I never posted this description since I hadn't implemented it yet, but the following is a high level description of how a single task can be executed after a large number of required tasks complete on a system such as GAE without depending on a third party framework.
Fan Out
- fanoutCount = # of fan out tasks
- Create and commit table entry with fanoutCount = #, completeCount=0, Byte array with a number of bits = to the fanoutCount
- Since the max table size is 1Mb, this will support millions of jobs. Still might be safest to have an upper limit
- Iterate over the tasks, enqueing them with the entity key, and a task index (incremented count)
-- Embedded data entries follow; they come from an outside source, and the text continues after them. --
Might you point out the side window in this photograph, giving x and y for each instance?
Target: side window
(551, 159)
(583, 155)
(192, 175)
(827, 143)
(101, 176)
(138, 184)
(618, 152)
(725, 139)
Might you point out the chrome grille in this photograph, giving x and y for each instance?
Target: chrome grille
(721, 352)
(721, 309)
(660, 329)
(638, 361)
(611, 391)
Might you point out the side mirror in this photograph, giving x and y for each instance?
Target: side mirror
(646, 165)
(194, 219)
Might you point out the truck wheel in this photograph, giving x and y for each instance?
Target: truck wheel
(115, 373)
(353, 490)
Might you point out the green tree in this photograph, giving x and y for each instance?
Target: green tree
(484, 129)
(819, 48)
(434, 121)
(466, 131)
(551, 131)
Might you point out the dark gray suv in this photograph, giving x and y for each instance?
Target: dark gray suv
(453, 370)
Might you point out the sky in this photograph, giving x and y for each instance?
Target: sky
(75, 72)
- You might want to implement a strategy to recover a partially done fanout task. Tasks must be idempotent, so could just re-start if the same work is identified each time
Task Consumer
- Perform whatever business logic is desired, I've assumed the entity key is a sufficient identifier
- enqueue entry back to a fan in queue with the Job entry record id, and the task index
- Note: Task idempotency. There is no guarantee a task won't execute more than once. Can either
- a) Execute business logic and final queue message in a transaction, checking inside that the business logic has not already been performed
- b) Make individual business logic steps idempotent (fan in will ignore duplicate messages)
Fan In
- Consume the fan in queue
- In transaction
- Get the table entry (candidate for simple caching),
- Set the bit of the array corresponding to the task index to 1 (if it was already 1 we are double processing, just continue)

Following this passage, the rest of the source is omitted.